Maybe this isn’t an issue for the people that seem fortunate enough to lose cravings when they diet, but I’ve never been so lucky.
Occasionally I give in to cravings and have a little of whatever it is that I crave. It sort of eases that feeling of deprivation that you can get with keeping to a diet. You have to be careful not to let your mind take over and tell you that this treat is an everyday thing, though.
Balancing the treats is what drives me nuts sometimes though. Even when I decide that it’s ok to have a treat, I tend to stress out on what I choose. I mean, because treat times are rare, it just feels like the stakes are higher to pick out something that’s truly fulfilling because it really sucks to cheat on carb count only to have something that’s not as good as you hoped or in a portion too small.
Sometimes it just feels like even when I compromise with the occasional treat, it’s still just not good enough and when that happens, I just lose any desire to eat at all.

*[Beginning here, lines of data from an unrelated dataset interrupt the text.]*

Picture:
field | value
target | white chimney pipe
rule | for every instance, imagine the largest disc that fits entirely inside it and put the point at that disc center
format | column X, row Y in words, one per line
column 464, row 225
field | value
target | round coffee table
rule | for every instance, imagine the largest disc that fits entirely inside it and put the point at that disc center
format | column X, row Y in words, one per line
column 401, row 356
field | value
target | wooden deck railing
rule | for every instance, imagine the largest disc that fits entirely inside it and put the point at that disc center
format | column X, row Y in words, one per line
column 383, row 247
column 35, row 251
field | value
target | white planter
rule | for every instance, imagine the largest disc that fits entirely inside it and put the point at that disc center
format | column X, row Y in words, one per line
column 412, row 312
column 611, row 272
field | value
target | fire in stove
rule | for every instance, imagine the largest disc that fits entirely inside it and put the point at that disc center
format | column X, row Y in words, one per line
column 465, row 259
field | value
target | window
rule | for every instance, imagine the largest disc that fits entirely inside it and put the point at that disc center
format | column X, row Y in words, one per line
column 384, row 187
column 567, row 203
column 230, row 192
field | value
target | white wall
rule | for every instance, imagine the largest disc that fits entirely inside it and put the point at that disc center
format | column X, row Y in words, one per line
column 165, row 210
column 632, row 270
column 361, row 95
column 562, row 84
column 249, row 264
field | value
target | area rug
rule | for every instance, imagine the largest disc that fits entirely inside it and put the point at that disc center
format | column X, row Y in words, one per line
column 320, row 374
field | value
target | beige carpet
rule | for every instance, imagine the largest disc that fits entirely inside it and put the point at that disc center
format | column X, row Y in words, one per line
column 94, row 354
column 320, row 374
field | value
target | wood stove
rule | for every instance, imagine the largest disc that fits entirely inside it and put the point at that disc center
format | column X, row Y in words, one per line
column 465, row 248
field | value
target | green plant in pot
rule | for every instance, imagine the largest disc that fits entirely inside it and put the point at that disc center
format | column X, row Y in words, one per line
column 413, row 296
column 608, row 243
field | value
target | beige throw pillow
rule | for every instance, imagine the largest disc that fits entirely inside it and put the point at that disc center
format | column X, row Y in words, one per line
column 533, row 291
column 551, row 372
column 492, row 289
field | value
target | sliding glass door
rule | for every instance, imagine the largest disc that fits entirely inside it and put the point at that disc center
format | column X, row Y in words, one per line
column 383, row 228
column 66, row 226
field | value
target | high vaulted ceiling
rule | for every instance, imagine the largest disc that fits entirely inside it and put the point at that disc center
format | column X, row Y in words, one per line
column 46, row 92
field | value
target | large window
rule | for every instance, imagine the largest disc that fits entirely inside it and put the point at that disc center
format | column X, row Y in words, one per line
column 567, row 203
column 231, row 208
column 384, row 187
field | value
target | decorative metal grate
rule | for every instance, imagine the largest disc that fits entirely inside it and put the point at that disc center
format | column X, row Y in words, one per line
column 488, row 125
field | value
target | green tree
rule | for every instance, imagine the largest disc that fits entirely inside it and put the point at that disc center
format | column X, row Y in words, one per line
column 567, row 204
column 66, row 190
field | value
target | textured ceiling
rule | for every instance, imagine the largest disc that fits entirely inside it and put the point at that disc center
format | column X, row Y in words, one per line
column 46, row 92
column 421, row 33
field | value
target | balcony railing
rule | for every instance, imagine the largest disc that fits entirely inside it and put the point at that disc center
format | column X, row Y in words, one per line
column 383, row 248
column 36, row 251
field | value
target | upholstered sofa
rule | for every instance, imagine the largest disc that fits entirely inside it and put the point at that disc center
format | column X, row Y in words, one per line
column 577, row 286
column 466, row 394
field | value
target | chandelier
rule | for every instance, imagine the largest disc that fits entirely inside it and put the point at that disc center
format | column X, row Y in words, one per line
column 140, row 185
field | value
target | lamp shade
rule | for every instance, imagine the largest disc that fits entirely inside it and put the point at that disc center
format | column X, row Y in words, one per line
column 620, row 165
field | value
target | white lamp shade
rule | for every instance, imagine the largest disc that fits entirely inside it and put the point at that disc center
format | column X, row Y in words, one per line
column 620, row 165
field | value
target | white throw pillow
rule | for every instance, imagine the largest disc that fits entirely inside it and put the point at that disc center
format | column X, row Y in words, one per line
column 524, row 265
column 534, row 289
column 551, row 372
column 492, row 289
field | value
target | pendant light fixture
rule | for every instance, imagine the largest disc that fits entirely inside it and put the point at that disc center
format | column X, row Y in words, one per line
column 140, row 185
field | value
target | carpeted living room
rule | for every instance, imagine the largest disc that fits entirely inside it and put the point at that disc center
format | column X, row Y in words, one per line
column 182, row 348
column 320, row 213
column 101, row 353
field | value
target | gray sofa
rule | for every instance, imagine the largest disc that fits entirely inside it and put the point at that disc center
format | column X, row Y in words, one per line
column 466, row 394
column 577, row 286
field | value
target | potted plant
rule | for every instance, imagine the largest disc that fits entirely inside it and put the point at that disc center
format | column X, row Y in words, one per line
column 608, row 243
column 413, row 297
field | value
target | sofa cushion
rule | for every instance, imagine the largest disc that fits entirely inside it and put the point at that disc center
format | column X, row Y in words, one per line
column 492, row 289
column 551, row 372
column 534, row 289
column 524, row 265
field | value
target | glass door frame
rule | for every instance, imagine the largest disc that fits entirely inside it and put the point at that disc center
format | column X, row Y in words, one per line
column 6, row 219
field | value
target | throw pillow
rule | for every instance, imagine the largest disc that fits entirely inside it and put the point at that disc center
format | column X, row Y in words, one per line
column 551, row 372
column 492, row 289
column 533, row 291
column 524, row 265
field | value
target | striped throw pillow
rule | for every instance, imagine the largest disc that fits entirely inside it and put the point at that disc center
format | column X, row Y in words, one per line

But in the best of times, having the occasional treat does definitely help. It’s just not always the solution I wish it was.
Hello, Diabetes can we be so stressful although I am not the diabetic my partner is we are both 23 and find living with it extremely differcult.
Daniel is the only diabetic in the family which makes it harder to find people that he can talk to and who understand how he is feeling. He has ups and downs and when he is down it can be very hard to see the point in carrying on or how to even deal with it.
We are new to this group we have simply joined it to speak to people who have a closer understanding of what day to day life is like!